This site is intended for Healthcare Professionals only

Where next for minor ailments?

Insight

Where next for minor ailments?

With the latest data from PSNC showing that consultations for minor ailments are less expensive when provided through community pharmacy, and evidence suggesting that a pharmacy-based service provides a suitable alternative to GP consultations, why is the service still not being fully funded in England?

Pharmacy-based services were introduced locally across the UK more than 14 years ago to treat selflimiting common ailments and reduce the burden of minor ailments on higher cost settings, such as general practice and the A&E departments of hospitals.

An NHS minor ailments service (MAS) is currently available at pharmacies in Scotland and Northern Ireland, but is yet to be rolled out nationally in England and Wales.1 This is despite an NHS England report on the urgent care review, published in June 2013, concluding that ‘community pharmacy services can play an important role in enabling self-care, particularly amongst patients with minor ailments and long-term conditions’.

According to figures from the Personal Social Services Research Unit – an organisation that combines data analysis from three UK universities, including the London School of Economics – community pharmacy offers the most cost-effective provision of treatment of minor ailments, with treatment in A&E costing between £58 and £112 for each presentation, each visit to a walk-in-centre or similar service costing the NHS from £63 upwards, and a GP consultation typically at £43.2

So if NHS-funded community pharmacy can offer potential solutions for the UK’s urgent care challenges, why isn’t MAS being rolled out further across England and Wales?

Potential for change

A year on from its ‘Now or never: shaping pharmacy for the future’ report into the pharmacy profession’s role in the reformed NHS in England, the Royal Pharmaceutical Society commissioned the Nuffield Trust to undertake a further independent assessment of progress made in implementing the recommendations made in ‘Now or Never’.

The follow-up – published this December as ‘Now more than ever: why pharmacy needs to act’ – shows that while pharmacists at a local level continue to work to persuade local commissioners to fund innovative services to support health and social care, such progress ‘remains patchy and lacks scale’. The report also claims that at a national level there has been ‘disappointingly little progress over the last year in shifting the balance of funding and commissioning away from the dispensing and supply of medicines toward the delivery of direct patient services; perhaps reflecting the complex and often fractured nature of pharmacy leadership in England’.

The report’s authors recommend national funding and coordination to enable pharmacists to assume a wider care-giving role in areas such as common ailments, within urgent care networks, which it suggests will show that NHS policy-makers ‘mean business’ about pharmacists assuming this wider role.

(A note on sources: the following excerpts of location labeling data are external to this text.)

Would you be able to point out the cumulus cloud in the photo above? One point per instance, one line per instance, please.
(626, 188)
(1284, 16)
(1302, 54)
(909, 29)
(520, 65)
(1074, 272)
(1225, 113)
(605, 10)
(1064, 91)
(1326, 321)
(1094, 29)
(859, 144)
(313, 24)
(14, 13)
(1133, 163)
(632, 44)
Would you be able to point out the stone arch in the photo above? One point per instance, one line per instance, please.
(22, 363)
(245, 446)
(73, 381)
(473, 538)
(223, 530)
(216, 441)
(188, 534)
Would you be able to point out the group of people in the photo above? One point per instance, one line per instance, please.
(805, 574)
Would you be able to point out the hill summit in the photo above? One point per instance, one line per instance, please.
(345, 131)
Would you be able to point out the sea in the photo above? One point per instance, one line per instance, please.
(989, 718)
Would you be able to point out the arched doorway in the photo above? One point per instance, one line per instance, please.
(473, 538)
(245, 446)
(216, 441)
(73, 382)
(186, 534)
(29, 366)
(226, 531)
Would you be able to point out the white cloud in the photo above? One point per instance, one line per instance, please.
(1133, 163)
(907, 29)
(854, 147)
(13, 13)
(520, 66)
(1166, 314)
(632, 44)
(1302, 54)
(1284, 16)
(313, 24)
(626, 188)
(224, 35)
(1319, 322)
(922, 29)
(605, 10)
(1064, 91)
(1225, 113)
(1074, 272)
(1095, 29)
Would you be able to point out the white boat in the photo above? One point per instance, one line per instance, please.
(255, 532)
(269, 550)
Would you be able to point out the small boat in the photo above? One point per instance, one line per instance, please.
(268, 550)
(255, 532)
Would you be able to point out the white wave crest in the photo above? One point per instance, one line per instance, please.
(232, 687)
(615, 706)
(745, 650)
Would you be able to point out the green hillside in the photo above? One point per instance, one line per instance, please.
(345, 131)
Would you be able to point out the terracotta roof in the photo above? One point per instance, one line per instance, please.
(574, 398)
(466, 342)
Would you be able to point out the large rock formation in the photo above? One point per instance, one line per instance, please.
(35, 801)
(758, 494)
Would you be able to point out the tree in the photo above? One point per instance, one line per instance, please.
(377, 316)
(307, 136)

But, adds the Nuffield Trust, ‘such backing needs to come through changes to the national community pharmacy contract, and/or the new payment mechanisms being put in place to support the Five Year Forward View’.

Although NHS England is responsible for the framework of the community pharmacy contract, it is the Department of Health which looks after remuneration for medicines and making changes to the regulations that support the framework, and the latest community pharmacy contract for 2014/15 featured no significant shift in the balance of funding, with the largest proportion of the global sum negotiated for community pharmacy still linked to the volume of prescriptions dispensed.

PSNC is working hard to promote the benefits of a national minor ailments service as outlined in its ‘Vision’, and the recently launched ‘Community Pharmacy Manifesto’ – developed with Pharmacy Voice and the Independent Pharmacy Federation – provides an opportunity to raise the importance of utilising community pharmacy through the commissioning of national services, such as one for minor ailments.

‘NHS England is in a strong position to review the roles of the different primary care providers and we believe that should include another examination of the opportunities presented by a national MAS,’ says Alastair Buxton, PSNC’s head of NHS services. ‘Historically one of the main reasons that national commissioning was rejected by the Department of Health was the difficulty of changing general practice funding, so GPs are not funded to provide management of minor ailments at the same time as community pharmacy, [but] in the meantime it is reassuring to see that many CCGs are commissioning MAS at a local level.’

Welsh progress

In Wales, an NHS Wales Common Ailments service is being delivered in two Pathfinder areas of urban Cynon Valley in South Wales and rural Gwynedd in North Wales. The service is available at 13 pharmacies in Cynon Valley and 19 in Gwynedd covering 26 common ailments including indigestion, constipation, hayfever, head lice, acne and back pain, and is branded by the two health boards involved as ‘Choose Pharmacy’.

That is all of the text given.